Edward para o carro em uma rua escura retira seu cinto de segurança e olha para Isabella
- Você tem medo agora? Ele pergunta enquanto traz o corpo dela para seu colo Bella já sente a excitação em seu corpo. – Tem medo de ser minha Isabella? Ou gosta de me pertencer? Ele acaricia os cabelos castanhos.
- Eu gosto de lhe pertencer, e quero sempre pertencer ao Senhor. Bella toma a iniciativa de beija-lo com furor e desejo, os dois queimam um pelo outro.
- Me desculpe por fazê-lo esperar tanto e pelo Senhor ter procurado um remédio genérico para aplacar suas frustrações, mas agora dispõe do original em sua vida, e eu não pretendo mesmo sair.
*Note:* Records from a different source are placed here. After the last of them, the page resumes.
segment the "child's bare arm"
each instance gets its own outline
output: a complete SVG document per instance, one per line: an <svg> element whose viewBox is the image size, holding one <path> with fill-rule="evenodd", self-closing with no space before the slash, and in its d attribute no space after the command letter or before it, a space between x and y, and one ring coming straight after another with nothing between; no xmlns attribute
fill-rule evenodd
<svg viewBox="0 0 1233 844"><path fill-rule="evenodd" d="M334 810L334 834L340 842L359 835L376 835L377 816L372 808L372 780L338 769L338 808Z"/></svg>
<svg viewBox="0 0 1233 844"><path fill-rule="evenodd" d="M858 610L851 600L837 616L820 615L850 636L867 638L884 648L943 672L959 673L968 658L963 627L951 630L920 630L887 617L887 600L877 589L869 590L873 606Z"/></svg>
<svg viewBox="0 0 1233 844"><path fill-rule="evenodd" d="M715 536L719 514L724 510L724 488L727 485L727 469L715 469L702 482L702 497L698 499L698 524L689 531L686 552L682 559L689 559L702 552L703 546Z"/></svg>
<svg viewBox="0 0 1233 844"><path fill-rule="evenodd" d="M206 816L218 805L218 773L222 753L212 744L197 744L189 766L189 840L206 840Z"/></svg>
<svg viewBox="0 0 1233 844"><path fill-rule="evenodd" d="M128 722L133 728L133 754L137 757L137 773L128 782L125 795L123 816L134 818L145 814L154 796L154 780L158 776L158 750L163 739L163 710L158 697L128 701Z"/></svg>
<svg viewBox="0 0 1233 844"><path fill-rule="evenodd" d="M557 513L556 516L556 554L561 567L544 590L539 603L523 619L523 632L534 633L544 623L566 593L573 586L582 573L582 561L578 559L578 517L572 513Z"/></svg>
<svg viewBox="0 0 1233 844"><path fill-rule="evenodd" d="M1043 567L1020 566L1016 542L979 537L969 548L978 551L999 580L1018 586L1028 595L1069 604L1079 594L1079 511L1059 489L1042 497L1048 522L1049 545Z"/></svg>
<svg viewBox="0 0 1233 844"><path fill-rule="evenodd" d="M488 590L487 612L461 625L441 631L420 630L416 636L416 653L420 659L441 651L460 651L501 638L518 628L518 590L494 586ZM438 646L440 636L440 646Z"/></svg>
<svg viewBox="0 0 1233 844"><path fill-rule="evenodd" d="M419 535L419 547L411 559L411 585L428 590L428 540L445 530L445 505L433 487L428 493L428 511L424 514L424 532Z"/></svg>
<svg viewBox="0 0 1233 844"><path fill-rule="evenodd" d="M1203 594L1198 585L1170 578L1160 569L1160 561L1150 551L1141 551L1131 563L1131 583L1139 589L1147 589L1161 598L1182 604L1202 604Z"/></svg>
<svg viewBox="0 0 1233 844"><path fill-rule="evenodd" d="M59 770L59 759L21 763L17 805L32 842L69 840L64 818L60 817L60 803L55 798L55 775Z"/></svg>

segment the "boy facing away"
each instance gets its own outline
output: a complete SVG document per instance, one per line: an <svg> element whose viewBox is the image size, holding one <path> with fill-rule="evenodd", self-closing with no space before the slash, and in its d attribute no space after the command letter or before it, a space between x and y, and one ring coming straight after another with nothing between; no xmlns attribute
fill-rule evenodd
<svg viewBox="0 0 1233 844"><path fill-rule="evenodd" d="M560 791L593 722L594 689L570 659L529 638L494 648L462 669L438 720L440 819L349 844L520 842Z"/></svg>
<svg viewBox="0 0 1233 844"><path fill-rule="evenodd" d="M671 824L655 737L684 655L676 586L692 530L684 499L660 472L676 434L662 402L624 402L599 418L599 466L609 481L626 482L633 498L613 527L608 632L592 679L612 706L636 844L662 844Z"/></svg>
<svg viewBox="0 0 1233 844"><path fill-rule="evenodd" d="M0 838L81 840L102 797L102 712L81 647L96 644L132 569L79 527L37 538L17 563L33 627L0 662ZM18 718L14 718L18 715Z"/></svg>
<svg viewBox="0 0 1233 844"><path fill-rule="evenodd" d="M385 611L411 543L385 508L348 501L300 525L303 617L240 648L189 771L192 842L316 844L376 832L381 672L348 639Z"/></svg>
Ele toma novamente os lábios de Isabella num beijo cheio de desejo e começa a acariciar os seios dela ainda por cima da roupa.
- Minha deliciosa submissa está conseguindo tirar todo o foco da conversa. Ele segura o rosto dela entre as mãos impedindo-a de continuar a provoca-lo.
- Eu só desejo que o Senhor me fôda aqui. Ela diz com a voz embargada de desejo não conseguindo segurar seu corpo que teima em mexer-se em cima da ereção dele.
- Por mais que deseje não farei isso Isabella. Ele segura a cintura dela fazendo-a parar. – Estamos quase chegando em casa e você ainda precisa me contar algumas coisas sobre o que ocorreu com Samantha. Ele a coloca novamente no banco do carro e ajeita sua ereção, tinha que controlar o forte desejo que sentia agora, tinha várias coisas a fazer quando chegassem à cobertura e não podia tomar Isabella rapidamente, queria poder ficar com ela sem pressa nenhuma por isso teriam que esperar para mais tarde.
Edward coloca o carro em movimento e Isabella diz
- Bom já que é assim continuarei a contar. Ela controla a respiração e continua. – Depois que eu disse que nós dois estávamos juntos, ela começou a falar da minha mãe, começou a chama-la de prostituta barata, e ainda falou sobre minha mãe não saber nem mesmo o nome do meu pai, falou sobre minha avó ter a expulsado de casa por ser uma verdadeira vergonha para a família, então eu perdi calma e bati nela por diversas vezes, eu a fiz engolir cada palavra, e ela como uma cadela ordinária apenas chorou. Bella não contem o sorriso de satisfação em seu rosto.
- Ah e é claro que deixei vários arranhões no rosto dela, e acho que marcas roxas também. Bella ri sendo acompanhada por Edward.
- Eu não esperava menos de você minha gata brava. Ele diz em tom de orgulho e riso imaginando a cena, só não gostava do fato de sua Bella ter saído machucada desta briga, porem gostaria de ver sua gatinha em ação.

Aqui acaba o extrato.